Journal of ISSN: 2379-6359JOENTR

Otolaryngology-ENT Research
Research Article
Volume 6 Issue 1 - 2017
An Atypical Etiology of Anosmia
Diogo Nunes*, Eduard Janz and Andreas Naumann
Department of Otolaryngology-Head and Neck Surgery, Klinikum Bremen-Mitte, Germany
Received: June 11, 2016 | Published: January 09, 2017
*Corresponding author: Diogo Nunes, Department of Otolaryngology-Head and Neck Surgery, Klinikum Bremen-Mitte, St.-J├╝rgen-Str. 1, 28177 Bremen, Germany, Email:
Citation: Nunes D, Janz E, Naumann A (2017) An Atypical Etiology of Anosmia. J Otolaryngol ENT Res 6(1): 00146. DOI: 10.15406/joentr.2017.06.00146

Abstract

Sinonasal undifferentiated carcinoma (SNUC) is a rare tumor that typically presents with nonspecific symptoms such as epistaxis, nasal obstruction, headache and facial pain. We report an atypical presentation of this neoplasm. Due to the non-specificity of the symptoms and to the fact that SNUC is a highly aggressive tumor, up to 70-90% of patients present with stage T4 disease and overall mortality is high. The purpose of this paper is to alert about an atypical presentation of this tumor and to reinforce the importance of a complete and correct patient evaluation in order to avoid future misdiagnosis. The obvious consequence is an advanced local disease at presentation with a poor prognosis.

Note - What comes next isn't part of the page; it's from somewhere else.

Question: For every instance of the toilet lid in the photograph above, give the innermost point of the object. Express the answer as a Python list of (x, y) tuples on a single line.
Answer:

Keywords: Anosmia; Nasal obstruction; Respiratory infections; Rhinosinusitis; Parkinson’s disease; Alzheimer’s disease; Nasopharyngeal carcinomas; Nasal polyps

Introduction

A 52-year-old Caucasian female with complaints of chronic nasal obstruction and anosmia was conservative treated for 2 years. The patient was sent to our tertiary care center after developing a forehead swelling and decreased visual acuity. Contrast-enhanced CT-Scan and MRI (Figure 1 & 2) showed a large nasal cavity tumor, achieving both frontal sinuses, with bone expansion and erosion, and infiltrating the anterior cranial fossa. A nasal endoscopic guided biopsy was performed under general anesthesia and the histologic findings revealed a sinonasal undifferentiated carcinoma (SNUC). According to the current TNM classification of sinonasal tumors, the neoplasm was classified as cT4b. Further staging excluded cervical or distant metastases. This tumor was also classified as C, according to the Kadish System. After a promptly case presentation on our tumor board, and because an R0 resection would not be possible, a decision was made against a surgical treatment. A primary radiochemotherapy was recommended and initiated.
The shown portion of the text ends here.